Previdência social é uma forma de capitalização do dinheiro aplicado em um fundo para posterior pagamento de pensões e aposentadorias para quem contribuiu para esse fundo. A lógica da previdência é composta de três pilares, o primeiro pilar é o seguinte: ao se aposentar o cidadão deveria ter direito de receber em torno de 70% do seu salário da ativa. E qual a razão disso? Ao se aposentar em idade elevada, já com filhos adultos e teoricamente ter adquirido ao longo da vida todos os bens pessoais a que teria por objetivo em sua vida na juventude e ao constituir família, já não necessitaria portanto, na aposentadoria, de seus proventos em sua totalidade para sobreviver.

Maquinista da EF Therezópolis

Outro pilar da lógica da previdência social é que, em tese, a pessoa que contribui para a previdência social deveria se aposentar com idade avançada e trabalhar ao máximo de sua vida produtiva. Obviamente cada época e cada país vai ter um conceito de idade avançada bem diferente, mas no Brasil até recentemente alguns funcionários públicos conseguiam se aposentar com menos de 50 anos.

Maquinistas da EF Príncipe do Grão-Pará (Petrópolis)

O último pilar a sustentar a lógica do sistema de previdência social é a constante entrada de uma quantidade de pessoas pagantes, no caso jovens, que novamente em tese deveriam pagar a aposentadoria daqueles mais velhos que estão se aposentando.
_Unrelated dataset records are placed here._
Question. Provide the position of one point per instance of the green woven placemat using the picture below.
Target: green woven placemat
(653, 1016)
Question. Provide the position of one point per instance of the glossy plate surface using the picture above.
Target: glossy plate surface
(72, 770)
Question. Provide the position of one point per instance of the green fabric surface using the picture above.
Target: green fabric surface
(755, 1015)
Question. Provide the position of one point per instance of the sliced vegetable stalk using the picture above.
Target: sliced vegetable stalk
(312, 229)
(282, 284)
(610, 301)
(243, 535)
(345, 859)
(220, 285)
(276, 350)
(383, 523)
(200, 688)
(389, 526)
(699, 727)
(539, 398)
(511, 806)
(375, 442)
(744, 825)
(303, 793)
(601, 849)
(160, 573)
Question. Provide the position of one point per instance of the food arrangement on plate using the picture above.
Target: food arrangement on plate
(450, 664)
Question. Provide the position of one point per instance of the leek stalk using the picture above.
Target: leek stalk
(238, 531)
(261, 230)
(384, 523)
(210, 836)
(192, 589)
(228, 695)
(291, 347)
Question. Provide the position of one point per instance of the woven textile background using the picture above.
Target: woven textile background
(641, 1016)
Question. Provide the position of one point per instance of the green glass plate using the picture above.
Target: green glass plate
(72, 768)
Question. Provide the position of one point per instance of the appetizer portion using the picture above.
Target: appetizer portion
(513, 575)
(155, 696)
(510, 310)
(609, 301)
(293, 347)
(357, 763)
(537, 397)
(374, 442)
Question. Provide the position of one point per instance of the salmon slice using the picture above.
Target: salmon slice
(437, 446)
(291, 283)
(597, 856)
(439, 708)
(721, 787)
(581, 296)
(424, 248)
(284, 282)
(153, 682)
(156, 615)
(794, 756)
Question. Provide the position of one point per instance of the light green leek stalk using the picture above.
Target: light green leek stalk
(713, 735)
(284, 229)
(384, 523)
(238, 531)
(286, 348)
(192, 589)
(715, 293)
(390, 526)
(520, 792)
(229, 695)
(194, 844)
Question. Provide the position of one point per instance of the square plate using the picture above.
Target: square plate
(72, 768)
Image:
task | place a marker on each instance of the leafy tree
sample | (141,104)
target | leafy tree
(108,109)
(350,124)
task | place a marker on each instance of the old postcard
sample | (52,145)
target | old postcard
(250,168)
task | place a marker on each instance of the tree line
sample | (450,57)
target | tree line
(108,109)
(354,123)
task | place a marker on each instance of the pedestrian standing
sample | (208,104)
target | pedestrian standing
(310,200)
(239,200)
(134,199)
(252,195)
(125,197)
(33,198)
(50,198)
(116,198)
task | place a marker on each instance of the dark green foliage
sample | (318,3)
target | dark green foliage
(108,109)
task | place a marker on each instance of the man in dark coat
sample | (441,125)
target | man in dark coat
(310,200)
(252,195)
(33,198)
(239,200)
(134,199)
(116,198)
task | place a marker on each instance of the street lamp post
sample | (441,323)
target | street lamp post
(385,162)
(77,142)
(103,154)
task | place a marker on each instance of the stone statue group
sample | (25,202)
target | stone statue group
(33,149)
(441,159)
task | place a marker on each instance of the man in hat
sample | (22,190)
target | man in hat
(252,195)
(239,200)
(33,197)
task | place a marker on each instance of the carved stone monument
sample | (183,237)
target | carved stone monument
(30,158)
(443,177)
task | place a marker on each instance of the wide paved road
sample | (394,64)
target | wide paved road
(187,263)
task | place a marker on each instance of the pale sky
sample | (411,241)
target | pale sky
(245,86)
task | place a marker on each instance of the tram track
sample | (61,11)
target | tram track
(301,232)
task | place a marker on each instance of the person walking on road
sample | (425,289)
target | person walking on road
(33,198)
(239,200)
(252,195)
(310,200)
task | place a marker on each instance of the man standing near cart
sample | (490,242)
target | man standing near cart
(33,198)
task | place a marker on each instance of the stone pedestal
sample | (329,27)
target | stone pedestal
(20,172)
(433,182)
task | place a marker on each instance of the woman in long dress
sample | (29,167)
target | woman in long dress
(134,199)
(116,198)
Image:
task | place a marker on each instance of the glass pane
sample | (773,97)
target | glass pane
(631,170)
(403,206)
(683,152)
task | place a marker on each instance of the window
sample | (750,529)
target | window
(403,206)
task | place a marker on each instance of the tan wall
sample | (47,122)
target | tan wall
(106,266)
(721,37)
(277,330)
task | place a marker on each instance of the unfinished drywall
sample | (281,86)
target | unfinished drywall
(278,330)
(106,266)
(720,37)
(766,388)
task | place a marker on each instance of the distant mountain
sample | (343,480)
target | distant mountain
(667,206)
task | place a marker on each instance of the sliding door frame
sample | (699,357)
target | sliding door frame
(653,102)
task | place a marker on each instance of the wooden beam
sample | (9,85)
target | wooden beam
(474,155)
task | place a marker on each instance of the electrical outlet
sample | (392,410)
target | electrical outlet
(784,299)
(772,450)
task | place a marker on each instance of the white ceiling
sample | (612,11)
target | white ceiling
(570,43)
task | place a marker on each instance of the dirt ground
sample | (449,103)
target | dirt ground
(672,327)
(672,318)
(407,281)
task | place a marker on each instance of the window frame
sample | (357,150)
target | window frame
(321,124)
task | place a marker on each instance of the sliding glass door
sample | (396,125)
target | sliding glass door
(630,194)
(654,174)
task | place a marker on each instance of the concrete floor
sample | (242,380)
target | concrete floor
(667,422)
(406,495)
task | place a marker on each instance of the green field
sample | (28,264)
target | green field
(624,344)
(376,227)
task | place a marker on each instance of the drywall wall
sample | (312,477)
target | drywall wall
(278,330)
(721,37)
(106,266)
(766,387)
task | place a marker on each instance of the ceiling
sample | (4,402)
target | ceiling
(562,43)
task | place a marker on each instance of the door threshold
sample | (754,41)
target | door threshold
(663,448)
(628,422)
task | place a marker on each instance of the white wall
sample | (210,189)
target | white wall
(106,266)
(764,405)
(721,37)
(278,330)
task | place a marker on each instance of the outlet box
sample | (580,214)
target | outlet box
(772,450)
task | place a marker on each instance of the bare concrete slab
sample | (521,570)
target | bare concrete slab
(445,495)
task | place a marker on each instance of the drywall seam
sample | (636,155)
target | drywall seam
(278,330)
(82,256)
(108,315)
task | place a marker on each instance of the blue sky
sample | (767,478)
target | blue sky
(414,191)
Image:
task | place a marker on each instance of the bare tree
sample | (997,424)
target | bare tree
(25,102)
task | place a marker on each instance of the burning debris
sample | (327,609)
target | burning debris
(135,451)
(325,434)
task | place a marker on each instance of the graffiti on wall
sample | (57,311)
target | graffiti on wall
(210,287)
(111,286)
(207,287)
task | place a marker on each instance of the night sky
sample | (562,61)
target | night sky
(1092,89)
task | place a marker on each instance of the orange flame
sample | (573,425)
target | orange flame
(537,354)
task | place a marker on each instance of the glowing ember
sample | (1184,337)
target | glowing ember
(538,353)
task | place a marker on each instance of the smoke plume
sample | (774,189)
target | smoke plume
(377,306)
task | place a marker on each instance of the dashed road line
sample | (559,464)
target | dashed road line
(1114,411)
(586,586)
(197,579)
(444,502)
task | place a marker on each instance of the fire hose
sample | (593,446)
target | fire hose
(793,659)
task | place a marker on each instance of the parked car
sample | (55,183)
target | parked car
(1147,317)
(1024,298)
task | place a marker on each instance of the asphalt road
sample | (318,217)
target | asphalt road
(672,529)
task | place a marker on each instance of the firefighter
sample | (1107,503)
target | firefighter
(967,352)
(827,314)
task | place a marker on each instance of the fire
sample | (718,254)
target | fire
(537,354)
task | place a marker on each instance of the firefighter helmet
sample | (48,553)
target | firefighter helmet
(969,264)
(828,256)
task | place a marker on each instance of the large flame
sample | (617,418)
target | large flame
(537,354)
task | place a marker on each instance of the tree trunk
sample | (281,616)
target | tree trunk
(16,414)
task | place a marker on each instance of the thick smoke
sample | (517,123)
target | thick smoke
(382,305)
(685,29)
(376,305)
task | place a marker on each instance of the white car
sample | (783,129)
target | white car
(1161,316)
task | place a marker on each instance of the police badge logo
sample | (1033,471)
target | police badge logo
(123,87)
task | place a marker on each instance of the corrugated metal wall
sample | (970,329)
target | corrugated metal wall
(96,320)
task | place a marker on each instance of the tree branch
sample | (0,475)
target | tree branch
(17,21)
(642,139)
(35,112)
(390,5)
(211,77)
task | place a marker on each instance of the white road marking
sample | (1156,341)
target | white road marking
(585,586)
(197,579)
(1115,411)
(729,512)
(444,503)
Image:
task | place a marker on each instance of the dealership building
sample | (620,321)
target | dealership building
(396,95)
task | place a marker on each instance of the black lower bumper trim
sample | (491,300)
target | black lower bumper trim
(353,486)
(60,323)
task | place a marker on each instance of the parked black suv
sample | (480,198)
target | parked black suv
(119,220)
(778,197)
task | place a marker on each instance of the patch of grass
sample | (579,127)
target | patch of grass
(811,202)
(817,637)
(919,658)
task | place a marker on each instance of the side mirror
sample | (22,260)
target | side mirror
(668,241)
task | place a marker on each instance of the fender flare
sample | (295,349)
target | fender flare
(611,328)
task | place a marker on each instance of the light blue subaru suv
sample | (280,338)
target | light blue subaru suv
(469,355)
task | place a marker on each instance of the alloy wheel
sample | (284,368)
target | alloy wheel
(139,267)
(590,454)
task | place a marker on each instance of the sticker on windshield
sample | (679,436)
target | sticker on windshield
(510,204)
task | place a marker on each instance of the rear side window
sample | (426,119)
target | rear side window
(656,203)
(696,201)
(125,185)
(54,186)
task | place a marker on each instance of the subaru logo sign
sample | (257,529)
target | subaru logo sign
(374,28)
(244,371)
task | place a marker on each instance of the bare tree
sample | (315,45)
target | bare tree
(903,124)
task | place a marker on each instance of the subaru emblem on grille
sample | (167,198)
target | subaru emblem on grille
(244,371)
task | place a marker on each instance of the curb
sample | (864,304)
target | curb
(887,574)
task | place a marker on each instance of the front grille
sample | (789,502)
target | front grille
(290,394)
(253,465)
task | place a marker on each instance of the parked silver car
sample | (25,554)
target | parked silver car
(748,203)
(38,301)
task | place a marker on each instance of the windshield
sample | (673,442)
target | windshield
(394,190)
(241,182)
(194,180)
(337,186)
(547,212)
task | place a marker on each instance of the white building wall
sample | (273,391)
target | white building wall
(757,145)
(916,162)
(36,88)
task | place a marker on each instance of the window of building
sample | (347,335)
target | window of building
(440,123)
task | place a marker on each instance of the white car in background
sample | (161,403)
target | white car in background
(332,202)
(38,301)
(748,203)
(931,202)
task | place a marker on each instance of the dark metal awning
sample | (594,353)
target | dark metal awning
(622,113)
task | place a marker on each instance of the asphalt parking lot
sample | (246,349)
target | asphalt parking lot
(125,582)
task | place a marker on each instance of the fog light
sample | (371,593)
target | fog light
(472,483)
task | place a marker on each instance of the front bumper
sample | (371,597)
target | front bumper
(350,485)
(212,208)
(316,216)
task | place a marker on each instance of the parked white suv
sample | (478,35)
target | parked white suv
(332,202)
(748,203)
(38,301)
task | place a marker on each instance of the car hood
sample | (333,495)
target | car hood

O que em uma sociedade em que ninguém talvez queira ter filhos piora bastante a situação futura do caixa da previdência.

Operários durante a construção da EF Paulo Afonso (AL) em 1880
Fonte: Brasiliana Fotográfica

Aqui no Brasil como sempre a coisa se desorganizou: novamente transformaram uma questão técnica em uma questão política: misturaram previdência social com assistência médica; funcionários públicos passaram a poder se aposentar com os valores integrais de salário, diferentemente dos funcionários da iniciativa privada; várias categorias tinham direito a aposentadoria especial podendo se aposentar com idade menor que outras categorias, inclusive jornalistas. Esta situação, que acabou apenas no regime militar, explica o ódio de muitos deles ao regime. Muitas categorias, especificamente juízes, recebiam e recebem uma série de vantagens na aposentadoria sendo que alguns chegavam a transferir suas aposentadorias em caso de morte para parentes, até para netos ainda em tenra idade, além das pensões de filhas solteiras que nunca casavam, mas que constituíam família regulamente. Ou seja, a coisa, como praticamente tudo no Brasil, era e ainda é uma bagunça com o perdão da palavra, inviabilizando para a classe média e pobre alguma condição de se aposentar decentemente. Afinal o dinheiro é finito e está sendo usado em benefício de uma minoria.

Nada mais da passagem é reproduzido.